Yesterday, he repeated his stance of Jackson Hole. The basic idea in that speech was that three instruments can be helpful in revamping growth: fiscal policy, monetary policy and structural reforms. But Draghi is more and more explicit about the fact that no fiscal or monetary stimulus can do the job without “ambitious, important and string structural reforms”. This is why the ECB president said structural reform effort needs to gain momentum, and while these reforms can be costly, low growth is also a major cost.

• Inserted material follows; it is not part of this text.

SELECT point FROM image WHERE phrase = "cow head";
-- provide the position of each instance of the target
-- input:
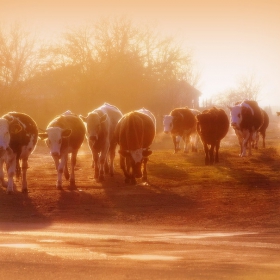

Importantly, he re-stated his call for a discussion about the aggregate Eurozone fiscal stance, a major change of mind from the institution that was on the forefront for advocating the fiscal compact in 2011. But the language about the “flexibility discussion” surrounding the application of fiscal rules was equally crystal clear. “The SGP is our anchor of confidence” – he said, and confidence is highly needed because in the Eurozone there are different reasons why growth not coming back, but one of these is lack of confidence. Then, “from a confidence strengthening viewpoint it would be much better if we were to have first a very serious discussion on structural reforms and then a discussion of flexibility”. Draghi’s preferred sequencing is therefore clearly stated, as his the fact that the ECB does not intend and cannot do national governments’ job.
Concerning the structural reforms, it’s also clear that the preferred solution of the ECB would be one at the European level, underpinned by a rigorous application of the macroeconomic imbalance procedure. Draghi’s language was remarkably sharp on this point: country should not consider this a loss of sovereignty, but a sharing of it, as for monetary policy. Draghi said that previously to euro, all central banks (perhaps with the exception of one) had actually lost sovereignty. “The Euro created the possibility to share it.” Implicitly, the message seems to be that sharing sovereignty on structural reforms would not be very different.
This was probably the most important move of the ECB since the announcement of the OMT, in September 2012. At stake was the credibility of Mario Draghi and the ability to push his Jackson Hole position through the Governing Council. The risk of betraying the exceptionally high expectations that he had created was not to be underestimated, but Mario Draghi eventually delivered, even though the actual size of the programme needs to be clarified. In poker-like twist, he also made clear that it’s now the turn of European policymakers to meet his expectations.